SPÖ-Justizsprecher Hannes Jarolim sprach sich dafür aus, die Öffentlichkeit größtmöglich zu informieren. Die Zeit der schwarz-blau-orangen Regierung sei das Ärgste gewesen, was man sich in der Zweiten Republik vorstellen könne, es sei um "Ausplündern" gegangen. Kritik übte er abermals daran, dass die Inserate-Affäre um Bundeskanzler Werner Faymann und Staatssekretär Josef Ostermayer (beide S) mit den anderen Korruptionsfällen auf eine Stufe gestellt werde.

Einen offiziellen Mehrheitsbericht zum Korruptions-U-Ausschuss gibt es nicht, stattdessen zog Ausschussvorsitzender Walter Rosenkranz (FPÖ) am 17. Oktober eine mündliche Schlussbilanz im Plenum des Nationalrats.

Zitieren aus Ausschussakten zulässig?

Ob die Vorgehensweise der Grünen zulässig ist, wollte Prammers Büro nicht kommentieren. "Es ist selbstverständlich, dass die Präsidentin darauf achten wird, dass die gesetzlichen Bestimmungen eingehalten werden", sagte Prammers Sprecher.

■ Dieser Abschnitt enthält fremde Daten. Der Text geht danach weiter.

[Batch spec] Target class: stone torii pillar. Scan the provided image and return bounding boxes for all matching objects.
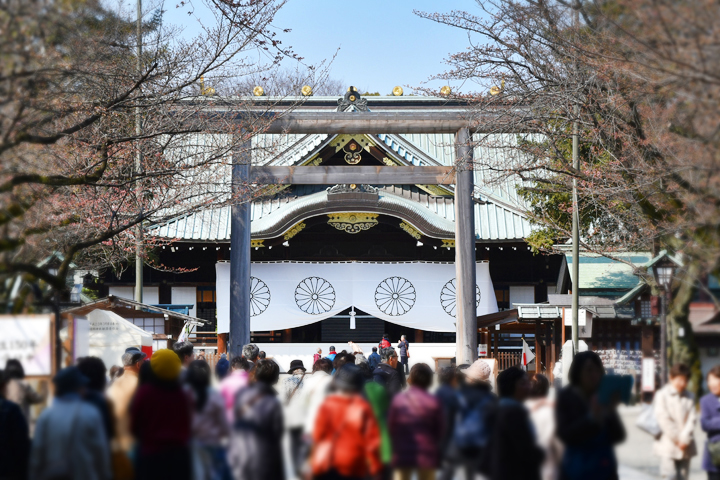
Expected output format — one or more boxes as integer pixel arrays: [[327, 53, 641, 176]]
[[455, 128, 477, 365], [232, 142, 252, 357]]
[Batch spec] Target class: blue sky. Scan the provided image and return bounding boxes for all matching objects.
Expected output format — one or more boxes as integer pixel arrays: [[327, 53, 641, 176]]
[[159, 0, 490, 94]]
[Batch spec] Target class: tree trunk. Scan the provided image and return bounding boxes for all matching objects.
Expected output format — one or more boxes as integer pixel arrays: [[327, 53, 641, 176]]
[[667, 262, 702, 398]]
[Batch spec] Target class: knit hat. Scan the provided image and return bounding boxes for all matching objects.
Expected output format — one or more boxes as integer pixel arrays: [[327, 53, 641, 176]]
[[463, 359, 492, 383], [150, 348, 182, 380], [122, 347, 147, 367]]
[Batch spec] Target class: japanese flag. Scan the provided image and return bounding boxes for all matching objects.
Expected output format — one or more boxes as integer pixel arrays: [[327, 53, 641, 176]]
[[522, 338, 535, 367]]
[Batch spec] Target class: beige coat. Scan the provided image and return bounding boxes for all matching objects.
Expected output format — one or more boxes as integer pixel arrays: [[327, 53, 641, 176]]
[[107, 370, 138, 452], [653, 383, 697, 460]]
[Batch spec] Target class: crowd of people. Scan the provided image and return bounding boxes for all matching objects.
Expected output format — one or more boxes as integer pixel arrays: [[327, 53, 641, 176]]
[[0, 338, 720, 480]]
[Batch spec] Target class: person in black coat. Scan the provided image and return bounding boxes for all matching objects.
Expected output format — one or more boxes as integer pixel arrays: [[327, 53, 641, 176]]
[[0, 370, 30, 480], [555, 351, 625, 480], [373, 347, 404, 397], [480, 367, 544, 480]]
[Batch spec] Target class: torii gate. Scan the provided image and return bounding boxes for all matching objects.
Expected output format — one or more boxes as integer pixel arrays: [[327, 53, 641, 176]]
[[228, 107, 477, 365]]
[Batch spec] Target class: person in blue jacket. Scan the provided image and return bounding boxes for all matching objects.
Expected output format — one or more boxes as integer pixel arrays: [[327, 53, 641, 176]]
[[700, 365, 720, 480]]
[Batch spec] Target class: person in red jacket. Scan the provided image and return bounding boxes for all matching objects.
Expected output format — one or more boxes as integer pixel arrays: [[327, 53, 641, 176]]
[[130, 349, 192, 480], [311, 364, 382, 480]]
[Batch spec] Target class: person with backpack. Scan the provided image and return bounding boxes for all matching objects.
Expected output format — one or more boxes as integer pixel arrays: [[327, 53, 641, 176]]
[[30, 367, 112, 480], [480, 367, 544, 480], [228, 359, 285, 480], [447, 359, 496, 480], [653, 363, 697, 480], [0, 370, 30, 480], [283, 360, 306, 477], [310, 363, 382, 480], [373, 347, 404, 397], [398, 335, 410, 375], [555, 351, 625, 480], [388, 363, 445, 480], [700, 365, 720, 480]]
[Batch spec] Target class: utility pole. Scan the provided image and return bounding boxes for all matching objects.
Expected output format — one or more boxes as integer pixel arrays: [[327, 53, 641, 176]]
[[563, 1, 580, 356], [135, 0, 144, 303]]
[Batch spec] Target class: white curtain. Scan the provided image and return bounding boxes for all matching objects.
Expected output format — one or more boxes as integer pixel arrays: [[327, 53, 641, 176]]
[[216, 262, 498, 333]]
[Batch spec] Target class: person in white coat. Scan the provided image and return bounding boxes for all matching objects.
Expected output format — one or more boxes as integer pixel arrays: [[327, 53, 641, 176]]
[[653, 364, 697, 480], [29, 367, 112, 480], [297, 358, 333, 436]]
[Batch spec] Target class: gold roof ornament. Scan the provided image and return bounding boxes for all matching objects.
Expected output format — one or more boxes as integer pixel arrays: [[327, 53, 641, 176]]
[[400, 222, 422, 240], [490, 78, 505, 96], [200, 76, 215, 95], [328, 212, 380, 234], [283, 222, 307, 242]]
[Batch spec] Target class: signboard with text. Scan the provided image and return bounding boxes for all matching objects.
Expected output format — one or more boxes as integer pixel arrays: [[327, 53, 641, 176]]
[[0, 315, 52, 376]]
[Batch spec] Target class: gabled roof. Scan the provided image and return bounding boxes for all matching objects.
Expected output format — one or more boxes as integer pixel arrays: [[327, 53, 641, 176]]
[[150, 129, 532, 242], [565, 252, 652, 291]]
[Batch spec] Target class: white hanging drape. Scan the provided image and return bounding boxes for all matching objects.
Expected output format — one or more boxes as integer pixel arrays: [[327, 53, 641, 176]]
[[216, 262, 498, 333]]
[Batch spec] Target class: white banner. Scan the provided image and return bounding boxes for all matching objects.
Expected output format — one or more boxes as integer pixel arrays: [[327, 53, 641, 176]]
[[216, 262, 498, 333], [0, 315, 52, 376]]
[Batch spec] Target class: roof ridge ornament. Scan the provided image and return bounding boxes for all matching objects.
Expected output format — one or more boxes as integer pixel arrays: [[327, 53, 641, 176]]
[[337, 86, 370, 112], [327, 183, 378, 195]]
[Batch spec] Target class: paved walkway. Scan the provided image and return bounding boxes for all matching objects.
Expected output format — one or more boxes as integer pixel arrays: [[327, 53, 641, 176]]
[[615, 406, 707, 480]]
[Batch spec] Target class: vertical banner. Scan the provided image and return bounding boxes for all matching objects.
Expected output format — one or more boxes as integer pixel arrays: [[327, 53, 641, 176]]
[[0, 315, 52, 376]]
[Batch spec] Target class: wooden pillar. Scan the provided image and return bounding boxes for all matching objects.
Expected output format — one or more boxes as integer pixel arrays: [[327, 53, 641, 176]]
[[480, 328, 492, 358], [545, 322, 555, 382], [640, 325, 655, 358], [493, 330, 500, 358], [228, 148, 251, 357], [455, 128, 477, 365], [535, 318, 542, 373], [218, 333, 228, 353]]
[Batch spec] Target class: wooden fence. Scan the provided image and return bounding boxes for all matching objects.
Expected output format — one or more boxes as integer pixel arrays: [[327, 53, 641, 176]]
[[497, 352, 522, 371]]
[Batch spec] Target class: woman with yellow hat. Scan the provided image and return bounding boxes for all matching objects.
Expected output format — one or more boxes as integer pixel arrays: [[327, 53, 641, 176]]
[[131, 349, 192, 480]]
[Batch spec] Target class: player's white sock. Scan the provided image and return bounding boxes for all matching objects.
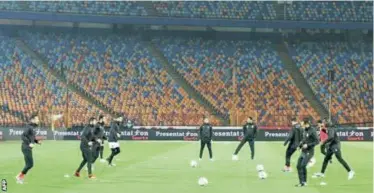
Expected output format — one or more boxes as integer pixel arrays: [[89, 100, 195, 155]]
[[312, 172, 325, 178], [348, 170, 355, 180], [306, 157, 317, 168], [16, 175, 23, 184]]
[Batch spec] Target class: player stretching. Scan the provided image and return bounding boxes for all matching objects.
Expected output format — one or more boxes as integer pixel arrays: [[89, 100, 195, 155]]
[[313, 123, 355, 180], [232, 117, 257, 160], [74, 117, 97, 179], [283, 118, 303, 172], [296, 119, 318, 187], [98, 115, 107, 163], [92, 115, 106, 165], [16, 114, 40, 184], [199, 118, 213, 161], [106, 117, 123, 166]]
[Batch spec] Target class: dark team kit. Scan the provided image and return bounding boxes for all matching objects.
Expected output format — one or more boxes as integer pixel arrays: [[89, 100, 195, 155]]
[[16, 115, 355, 187]]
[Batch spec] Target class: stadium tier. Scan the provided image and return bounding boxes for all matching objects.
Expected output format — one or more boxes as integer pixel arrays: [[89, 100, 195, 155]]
[[285, 1, 373, 22], [0, 1, 373, 22], [0, 1, 147, 16], [154, 37, 317, 126], [22, 32, 218, 125], [0, 30, 373, 126], [153, 1, 276, 20], [0, 36, 104, 126], [289, 42, 373, 123]]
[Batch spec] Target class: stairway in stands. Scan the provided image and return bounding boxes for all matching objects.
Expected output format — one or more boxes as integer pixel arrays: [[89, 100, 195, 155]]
[[275, 41, 328, 117], [145, 41, 230, 125], [16, 38, 120, 117]]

Nun müsse man abwarten, was die Grünen vorlegen.

Während SPÖ und ÖVP keine eigenen Ausschussbilanzen planen, wollen BZÖ und FPÖ noch Berichte vorbereiten. Man arbeite derzeit an einem entsprechenden "Schriftwerk", sagte BZÖ-Abgeordneter Stefan Petzner. Eine Variante sei eine Veröffentlichung in Buchform.

FPÖ-Generalsekretär Harald Vilimsky kündigte ebenfalls eine "publizistische Aufarbeitung" an. Formal könne es sich dabei aber nicht um einen Minderheitsbericht der FPÖ handeln, weil es ja auch keinen Mehrheitsbericht gebe, sagte Vilimsky. Kommen werde die Publikation aber "mit Sicherheit vor der Wahl". Dass die Grünen angekündigt haben, auch vertrauliche Unterlagen zu veröffentlichen, findet Vilimsky "nicht in Ordnung": Damit könnten auch die Persönlichkeitsrechte Dritter gefährdet werden.

87 Fragen der Grünen

Der grüne Klub richtet in der Sondersitzung 87 "dringliche Fragen" über politische Korruption in Österreich an Justizministerin Beatrix Karl (ÖVP). Da die Regierungsparteien SPÖ und ÖVP den U-Ausschuss laut den Grünen wegen "übermäßigen Erfolges" beendet hätten, wollen sie nun wissen, wie die Aufklärung der Korruption weiterbetrieben werden kann. Eine entscheidende Rolle habe dabei die Strafjustiz.

Aus Sicht der Grünen hat der U-Ausschuss Korruption durch Unternehmen bei öffentlichen Vergaben, Gesetzen und Verordnungen sowie bei Privatisierungen festgestellt. Außerdem würden Firmen durch verdeckte Parteienfinanzierung, Spendenwäsche, Inserate und die "Unterstützung" einzelner Politiker "Landschaftspflege" betreiben. Auch Korruption durch Politiker sei ein Problem. Dazu zählen die Grünen "sachlich nicht gerechtfertigte" Regierungsinserate auf Kosten des Ressorts, Einflussnahme auf abhängige Unternehmen und verdeckte Parteienfinanzierung. Nicht zuletzt gebe es auch Korruption durch Dritte, etwa beim Staatsbürgerschaftskauf.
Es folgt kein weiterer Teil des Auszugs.